RÉMI FONTAINE

LE LIVRE D'HERMINE

Éditions ELOR, St Vincent Oust, 1994

 

- PRÉFACE -

 

Parlant avec Rémi Fontaine de cet excellent et beau –forme et fond- livre qu’il me demandait de préfacer, mes souvenirs de scoutisme me revenaient en foule. Cela se passait de 1943 à 1950, entre ma dix-huitième et ma vingt-cinquième année. Chef de troupe, puis de groupe (36e Paris, à présent rayée de la carte), puis commissaire-assistant de province, combien de promesses scoutes avais-je eu l’honneur de recevoir de la part d’enfants au regard clair, à l’allure nette ? Sans doute une centaine. Se le rappellent-ils ? Si Dieu leur a prêté vie, ils ont aujourd’hui plus de soixante ans. Peut-être qu’une petite flamme brille encore pour eux de temps en temps, éclairant ces merveilleux recoins du cœur où se réfugie le meilleur de nous-mêmes, c’est à dire ce qui a échappé aux fatales compromissions de la vie. A cette évocation, certains doivent hausser les épaules, mais d’autres j’en suis certain, tendent la main à l’enfant qu’ils étaient, retrouvant avec nostalgie le bonheur et la fierté de cette chevalerie éternelle qui ce jour-là les accueillait.

Le cérémonial de la promesse des Scouts de France de ce temps-là était d’une admirable simplicité. Chaque mot portait. Chaque geste comptait. Je me souviens…Sur le front des patrouilles alignées en carré, devant l’étendard vert à croix blanche, l’aspirant s’avançait et je lui demandais :

            -Que désirez-vous ?

            Car on lui disait vous, à l’enfant, avec politesse et respect. Imagine-t-on cela, aujourd’hui ! Le tutoiement scout ne venait qu’après, mais pas un tutoiement de copinage, de licence ou de facilité. Puis-je rappeler à ce propos que les Scouts de France ne tutoyaient pas le « Seigneur Jésus » ainsi qu’en fait foi leur admirable prière que je n’ai pas non plus oubliée…Et l’enfant répondait :

            -Devenir Scout de France

            -Pourquoi ?

            -Pour apprendre à mieux servir Dieu, l’Eglise, la Patrie.

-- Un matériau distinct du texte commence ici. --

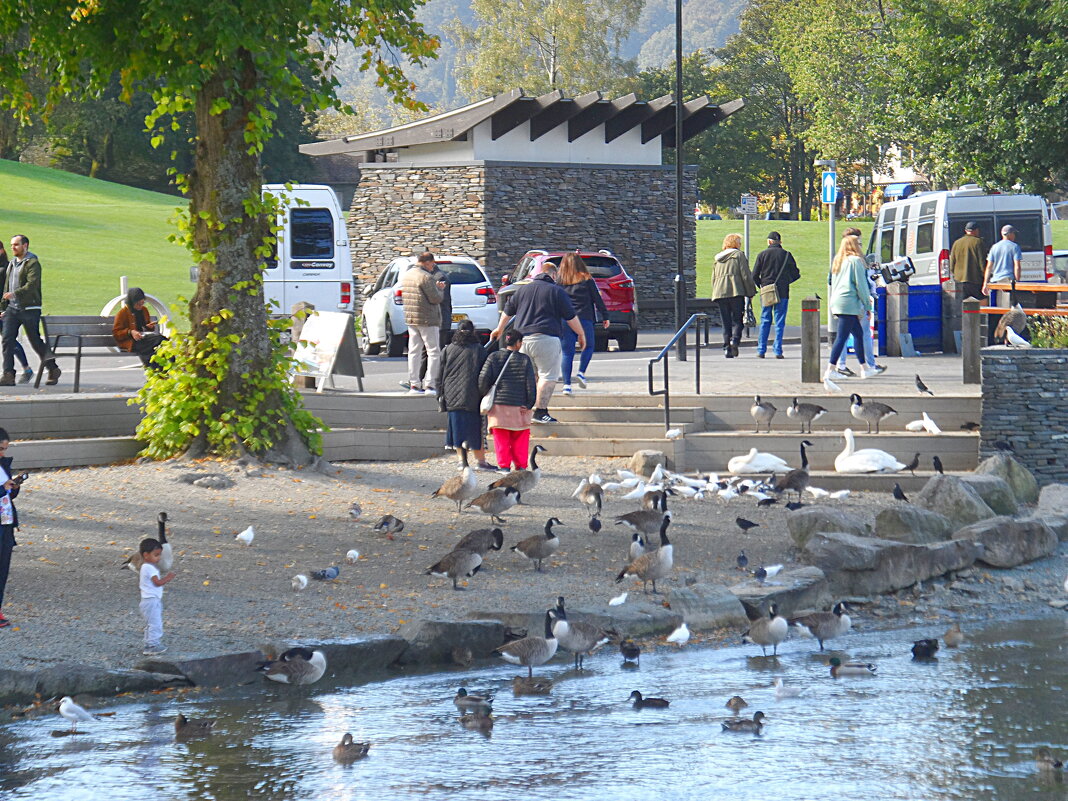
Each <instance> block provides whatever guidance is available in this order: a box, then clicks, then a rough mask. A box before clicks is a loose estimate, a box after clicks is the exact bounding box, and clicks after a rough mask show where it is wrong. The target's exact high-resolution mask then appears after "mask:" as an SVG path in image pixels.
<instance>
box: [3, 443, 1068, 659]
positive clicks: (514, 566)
mask: <svg viewBox="0 0 1068 801" xmlns="http://www.w3.org/2000/svg"><path fill="white" fill-rule="evenodd" d="M539 462H540V464H541V466H543V470H544V475H543V480H541V483H540V484H539V485H538V487H537V488H536V489H535V490H533V491H532V492H530V493H528V494H525V496H524V497H523V500H524V503H523V505H521V506H519V507H517V508H515V509H513V511H512V512H509V513H508V514H507V515H506V517H507V523H506V524H505V525H503V527H502V528H503V529H504V533H505V547H504V549H503V550H502V551H501V552H499V553H498V552H490V554H489V555H488V556H487V559H486V564H485V566H484V568H483V570H482V571H481V572H478V574H477V575H476V576H475V577H474V578H473V579H471V580H469V581H468V582H466V583H467V585H468V587H467V590H466V591H465V592H455V591H453V590H452V586H451V582H450V581H449V580H446V579H437V578H433V577H428V576H424V575H423V571H424V570H425V569H426V568H427V567H428V566H429V565H431V564H434V563H435V562H436V561H437V560H438V559H440V557H441V556H442V555H444V554H445V553H446V552H447V551H449V550H450V549H451V548H452V546H453V545H454V544H455V543H456V541H457V540H458V539H459V538H460V537H461V536H462V535H464V534H466V533H467V532H468V531H470V530H472V529H475V528H484V527H486V525H487V524H488V523H489V521H488V518H487V516H485V515H482V514H481V513H478V512H477V511H475V509H468V511H467V512H465V513H464V514H461V515H459V516H457V515H456V514H455V505H454V504H453V503H452V502H450V501H447V500H445V499H440V500H439V499H431V498H430V497H429V496H430V492H431V491H433V490H434V489H436V488H437V487H438V486H439V485H440V484H441V483H442V482H443V481H444V480H445V478H447V477H450V476H452V475H455V474H456V467H455V459H454V457H452V456H449V457H446V456H442V457H440V458H434V459H427V460H424V461H420V462H402V464H397V462H361V464H354V465H335V466H334V467H333V468H332V469H331V470H330V471H329V472H328V473H317V472H313V471H307V470H304V471H294V470H284V469H274V468H268V469H262V470H261V469H246V468H245V467H241V466H239V465H233V464H230V462H214V461H201V462H195V464H193V462H173V464H162V465H158V464H142V465H129V466H119V467H106V468H91V469H82V470H60V471H51V472H43V473H36V474H34V475H32V476H31V478H30V480H29V481H28V482H27V483H26V485H25V487H23V489H22V492H21V494H20V497H19V499H18V501H17V505H18V508H19V516H20V519H21V521H22V529H21V531H20V533H19V534H18V540H19V547H18V548H16V549H15V555H14V559H13V564H12V574H11V580H10V581H9V584H7V597H6V602H5V603H4V607H3V611H4V613H5V614H6V615H7V617H9V618H10V619H11V621H12V627H11V628H7V629H4V630H0V645H2V647H0V668H6V669H17V670H34V669H41V668H47V666H51V665H54V664H58V663H68V662H77V663H82V664H88V665H95V666H103V668H129V666H132V665H135V664H136V663H137V662H139V661H141V659H142V656H141V648H142V646H141V633H142V622H141V617H140V614H139V612H138V601H139V594H138V587H137V578H136V576H135V575H133V574H132V572H130V571H128V570H122V569H120V564H121V562H122V560H123V557H124V556H126V555H128V554H130V553H133V552H135V551H136V548H137V544H138V541H139V539H140V538H141V537H142V536H144V535H154V533H155V531H156V522H155V521H156V515H157V514H158V513H159V512H160V511H166V512H167V513H168V515H169V517H170V537H171V541H172V543H173V547H174V550H175V553H176V554H177V561H176V568H175V569H176V572H177V578H176V579H175V580H174V581H173V582H172V583H170V584H169V585H168V586H167V590H166V592H164V600H163V603H164V614H163V621H164V641H166V642H167V643H168V645H169V648H170V650H169V653H168V657H173V658H178V659H179V658H182V657H183V656H194V655H195V656H203V655H214V654H221V653H229V651H236V650H247V649H251V648H257V647H262V646H264V645H266V644H269V643H274V642H279V641H286V640H301V639H308V640H319V639H329V638H354V637H367V635H373V634H384V633H391V632H394V631H396V630H397V629H398V628H399V627H400V626H402V625H403V624H404V623H405V622H408V621H412V619H418V618H445V619H462V618H466V617H468V616H469V613H471V612H474V611H485V610H492V609H501V610H508V611H523V612H524V611H530V610H533V609H537V608H543V609H544V608H547V607H548V606H550V604H551V602H552V601H553V600H554V599H555V597H556V596H557V595H565V596H566V597H567V600H568V606H569V607H571V608H576V609H578V608H581V607H582V606H583V604H587V603H603V602H606V601H607V600H608V599H609V598H610V597H612V596H614V595H616V594H618V593H619V592H622V590H627V591H629V592H630V593H631V597H632V598H633V597H635V596H637V595H640V594H641V585H640V583H637V582H631V581H629V580H628V581H626V582H624V584H622V585H618V584H615V583H614V582H613V579H614V577H615V575H616V574H617V572H618V570H619V569H621V567H622V565H623V564H624V563H625V556H626V552H627V546H628V545H629V541H630V535H629V532H628V531H627V530H626V529H625V528H623V527H616V525H613V524H612V521H611V517H612V516H613V515H617V514H622V513H624V512H629V511H631V509H633V508H637V507H638V506H637V503H635V502H633V501H623V500H619V499H618V496H613V497H611V498H610V499H609V501H608V503H607V505H606V509H604V515H603V517H604V520H606V523H604V528H603V530H602V531H601V532H600V533H599V534H592V533H591V532H590V531H588V530H587V528H586V521H587V517H586V514H585V511H584V507H583V506H582V505H581V504H579V503H578V502H577V501H574V500H571V499H570V493H571V491H572V490H574V489H575V487H576V485H577V484H578V481H579V480H580V478H581V477H582V476H584V475H588V474H590V473H591V472H595V471H596V472H599V473H600V474H601V475H603V476H606V480H608V478H609V476H611V475H614V472H615V470H616V469H619V468H625V467H626V460H625V459H603V458H591V459H585V458H575V457H567V458H556V457H553V456H552V455H551V453H547V454H545V455H544V457H543V458H541V459H540V460H539ZM15 467H16V468H17V467H18V466H17V465H16V466H15ZM194 472H199V473H202V474H206V473H221V474H224V475H225V476H227V477H229V478H231V480H233V482H234V486H232V487H230V488H226V489H210V488H205V487H199V486H193V485H191V484H189V483H187V481H188V478H189V477H191V476H190V474H191V473H194ZM478 477H480V484H481V485H482V486H486V485H487V484H488V483H489V482H490V481H491V480H492V478H493V477H497V476H492V475H491V474H486V473H480V474H478ZM354 501H357V502H359V503H360V504H361V506H362V508H363V516H362V519H361V520H360V521H359V522H352V521H351V520H350V519H349V516H348V508H349V504H350V503H352V502H354ZM819 503H829V504H832V505H835V506H837V507H841V508H844V509H848V511H849V512H852V513H854V514H859V515H861V516H863V517H866V518H868V519H874V517H875V515H876V514H877V513H878V512H879V509H881V508H882V507H884V506H886V505H889V504H892V503H894V501H893V500H892V499H891V498H890V497H889V496H882V494H880V493H866V492H854V493H853V494H852V496H850V497H849V498H848V499H846V500H843V501H828V500H826V499H824V500H823V501H819ZM673 507H674V511H675V512H674V514H675V518H674V521H673V524H672V529H671V535H672V541H673V543H674V545H675V554H676V555H675V562H676V569H675V575H674V577H673V578H672V579H671V581H669V582H666V586H668V587H670V586H678V585H681V584H682V583H684V582H686V581H687V580H688V579H690V578H693V579H696V580H700V581H706V582H710V583H718V584H725V585H728V586H729V585H732V584H734V583H736V582H738V581H739V580H740V578H741V574H739V572H738V570H737V569H736V562H735V560H736V556H737V554H738V551H739V550H740V549H742V548H744V550H745V553H747V554H748V556H749V560H750V564H751V566H757V565H760V564H772V563H779V562H782V563H786V564H790V563H794V562H795V561H796V552H795V549H794V546H792V543H791V540H790V538H789V535H788V533H787V531H786V523H785V516H786V515H787V514H789V513H788V512H786V511H785V509H784V508H783V507H782V506H781V505H779V506H770V507H767V508H758V507H757V506H756V504H755V502H754V501H753V500H752V499H747V498H744V497H742V498H738V499H735V500H733V501H731V502H724V501H722V500H720V499H706V500H704V501H693V500H689V501H688V500H678V501H676V502H675V503H674V506H673ZM384 514H392V515H395V516H397V517H399V518H402V519H403V520H404V521H405V528H404V530H403V531H402V532H399V533H397V534H394V535H392V537H388V536H386V535H381V534H377V533H375V532H373V531H372V528H371V527H372V525H373V524H374V522H375V521H376V520H377V519H378V518H380V517H381V516H382V515H384ZM739 515H740V516H743V517H747V518H749V519H750V520H753V521H754V522H757V523H759V524H760V527H759V528H757V529H753V530H752V531H751V532H750V533H749V534H742V533H741V532H740V531H739V530H738V529H737V527H736V525H735V518H736V517H738V516H739ZM553 516H555V517H559V518H560V519H561V520H562V521H563V523H564V525H563V527H562V528H560V529H557V533H559V534H560V536H561V547H560V550H559V551H557V552H556V554H555V555H554V557H553V559H552V560H551V561H549V562H548V563H547V564H546V565H545V570H544V572H540V574H538V572H535V571H534V570H533V565H532V564H531V563H530V562H528V561H527V560H525V559H524V557H523V556H521V555H519V554H517V553H513V552H511V551H509V550H508V547H509V546H512V545H514V544H515V543H517V541H518V540H519V539H521V538H523V537H527V536H530V535H532V534H536V533H540V532H541V531H543V528H544V524H545V521H546V519H547V518H549V517H553ZM250 524H251V525H254V527H255V540H254V543H253V544H252V546H251V547H244V546H241V545H240V544H238V543H236V541H235V540H234V535H235V534H236V533H237V532H239V531H241V530H244V529H246V528H247V527H248V525H250ZM351 548H356V549H358V550H359V551H360V554H361V557H360V560H359V562H358V563H357V564H356V565H352V566H350V565H347V564H346V563H345V553H346V552H347V551H348V550H349V549H351ZM1063 548H1064V547H1062V550H1063ZM330 565H340V566H341V575H340V577H339V578H337V579H336V580H334V581H326V582H320V581H313V582H311V583H310V585H309V586H308V588H307V590H304V591H303V592H301V593H295V592H294V591H293V590H292V587H290V579H292V578H293V576H294V575H296V574H298V572H299V574H308V572H310V571H312V570H315V569H319V568H324V567H328V566H330ZM1063 581H1064V560H1063V559H1062V557H1059V556H1054V557H1051V559H1047V560H1042V561H1041V562H1037V563H1033V564H1032V565H1024V566H1022V567H1020V568H1017V569H1015V570H1001V571H991V570H987V569H985V568H980V567H975V568H971V569H970V570H967V571H963V574H962V575H958V576H957V577H955V579H953V580H937V581H933V582H926V583H925V586H924V587H922V588H910V590H906V591H901V592H900V593H898V594H896V596H886V597H883V598H880V599H873V602H871V603H870V604H868V606H866V607H864V606H862V608H861V614H860V617H861V618H863V619H864V621H865V623H864V624H862V625H886V626H890V625H900V624H901V623H902V622H905V623H910V622H924V621H928V622H932V623H933V622H938V621H941V619H942V618H945V619H954V618H956V617H961V618H965V619H967V618H968V617H970V616H971V617H976V616H990V615H992V614H995V613H998V614H1004V613H1005V611H1006V610H1007V609H1010V610H1011V611H1016V612H1022V613H1027V612H1028V611H1032V610H1033V611H1035V612H1036V613H1049V612H1051V608H1050V604H1049V601H1051V600H1052V601H1054V602H1056V599H1057V598H1059V597H1063V588H1062V587H1061V582H1063ZM737 633H738V632H731V635H732V637H737ZM723 634H724V632H708V633H707V634H705V638H708V639H711V638H714V637H717V635H719V637H722V635H723ZM701 639H703V638H702V637H701V635H698V637H696V638H695V640H698V641H700V640H701Z"/></svg>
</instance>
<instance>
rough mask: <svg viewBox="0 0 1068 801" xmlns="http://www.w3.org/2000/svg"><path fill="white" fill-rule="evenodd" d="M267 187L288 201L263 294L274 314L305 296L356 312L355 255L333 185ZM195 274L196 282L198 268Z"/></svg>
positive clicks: (308, 301) (323, 310) (293, 185)
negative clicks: (354, 277)
mask: <svg viewBox="0 0 1068 801" xmlns="http://www.w3.org/2000/svg"><path fill="white" fill-rule="evenodd" d="M263 192H264V193H265V194H268V193H270V194H274V195H278V197H281V198H284V199H285V201H286V208H285V210H284V211H283V213H282V215H281V216H280V218H279V224H280V225H281V226H282V227H281V231H279V234H278V244H277V246H276V249H274V253H273V254H272V255H271V257H269V258H267V260H266V262H265V264H264V299H265V300H266V301H267V302H268V304H271V314H273V315H276V316H280V317H282V316H288V314H289V311H290V309H292V308H293V305H294V304H295V303H299V302H300V301H302V300H303V301H305V302H308V303H311V304H312V305H314V307H315V308H316V309H317V310H319V311H321V312H351V311H352V308H354V307H352V256H351V255H350V253H349V248H348V233H347V231H346V229H345V216H344V214H343V211H342V208H341V204H340V203H339V202H337V195H336V194H334V191H333V189H331V188H330V187H328V186H320V185H316V184H294V185H292V186H290V188H289V189H286V187H285V185H284V184H266V185H264V187H263ZM190 279H191V280H192V281H194V282H195V281H197V268H195V267H193V268H192V269H191V270H190ZM272 301H273V303H272Z"/></svg>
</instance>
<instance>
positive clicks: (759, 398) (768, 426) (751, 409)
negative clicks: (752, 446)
mask: <svg viewBox="0 0 1068 801" xmlns="http://www.w3.org/2000/svg"><path fill="white" fill-rule="evenodd" d="M776 411H779V409H776V408H775V405H774V404H772V403H770V402H768V400H764V402H761V400H760V396H759V395H757V396H756V397H754V398H753V405H752V406H751V407H749V413H750V414H751V415H752V417H753V422H754V423H755V424H756V426H755V427H754V428H753V434H759V433H760V426H761V425H764V426H765V427H766V428H767V429H768V434H771V421H772V420H774V418H775V412H776Z"/></svg>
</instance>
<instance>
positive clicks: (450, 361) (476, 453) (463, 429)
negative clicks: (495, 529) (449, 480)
mask: <svg viewBox="0 0 1068 801" xmlns="http://www.w3.org/2000/svg"><path fill="white" fill-rule="evenodd" d="M485 362H486V349H485V348H484V347H483V346H482V345H481V344H480V342H478V334H476V333H475V332H474V324H473V323H472V321H471V320H469V319H466V320H464V321H462V323H460V326H459V328H457V329H456V332H455V333H454V334H453V341H452V343H450V344H449V345H447V346H445V349H444V350H443V351H442V352H441V362H440V368H439V372H438V375H437V376H436V377H435V383H436V384H437V387H438V408H439V409H441V410H442V411H444V412H447V413H449V423H447V425H446V427H445V446H446V447H455V449H456V453H457V455H459V454H460V447H462V445H464V443H465V442H467V443H468V446H469V447H470V449H471V450H472V451H473V452H474V455H475V458H476V459H477V460H478V469H480V470H496V468H493V467H492V466H491V465H490V464H489V462H487V461H486V446H485V444H484V442H483V434H482V412H481V411H480V410H478V403H480V402H481V400H482V393H480V392H478V376H480V375H481V374H482V365H483V364H484V363H485Z"/></svg>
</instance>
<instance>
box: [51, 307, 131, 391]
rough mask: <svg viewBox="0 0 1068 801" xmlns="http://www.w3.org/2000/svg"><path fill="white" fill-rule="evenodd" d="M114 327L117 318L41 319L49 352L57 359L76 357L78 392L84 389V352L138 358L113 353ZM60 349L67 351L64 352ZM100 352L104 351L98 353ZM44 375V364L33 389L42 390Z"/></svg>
mask: <svg viewBox="0 0 1068 801" xmlns="http://www.w3.org/2000/svg"><path fill="white" fill-rule="evenodd" d="M113 326H114V317H98V316H96V315H95V314H65V315H56V314H48V315H45V316H43V317H42V318H41V327H42V335H43V336H44V339H45V344H46V345H47V346H48V349H49V350H51V351H52V354H53V355H54V356H56V358H57V359H59V358H61V357H68V356H69V357H74V391H75V392H77V391H78V388H79V387H80V386H81V356H82V350H84V349H85V348H96V349H97V350H98V352H94V354H93V356H121V357H125V358H126V359H130V358H133V359H136V358H137V356H136V355H135V354H130V352H127V351H125V350H113V349H112V348H117V345H115V336H114V333H113V332H112V331H113ZM61 347H64V348H65V349H62V350H61ZM101 348H103V350H99V349H101ZM44 372H45V371H44V364H42V366H41V368H40V370H38V371H37V380H36V381H34V382H33V387H34V389H36V388H37V387H40V386H41V376H42V375H43V374H44Z"/></svg>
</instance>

            -Quel avantage matériel en attendez-vous ?

            -Aucun.

Les mots claquaient comme des drapeaux au vent. Et celui-là : aucun ! Un seul mot était dit. Rien de cul-cul, de contrefait, de verbeux. Un cérémonial d’hommes pour des enfants. Et pas n’importe quels hommes : ceux de la chevalerie, du sacrifice, de l’honneur de Dieu et du Pays. Est-ce qu’on jouait ? Peut-être bien. L’uniforme, les mots, les chants, le silence aussi, l’étendard de la troupe qui s’incline à l’horizontale, les scouts qui saluent et le gamin qui fait sa promesse, qui prononce des paroles d’homme…J’ai toujours pensé que le sens scout du sacré relevait du jeu subtil que nous tenions directement de Dieu.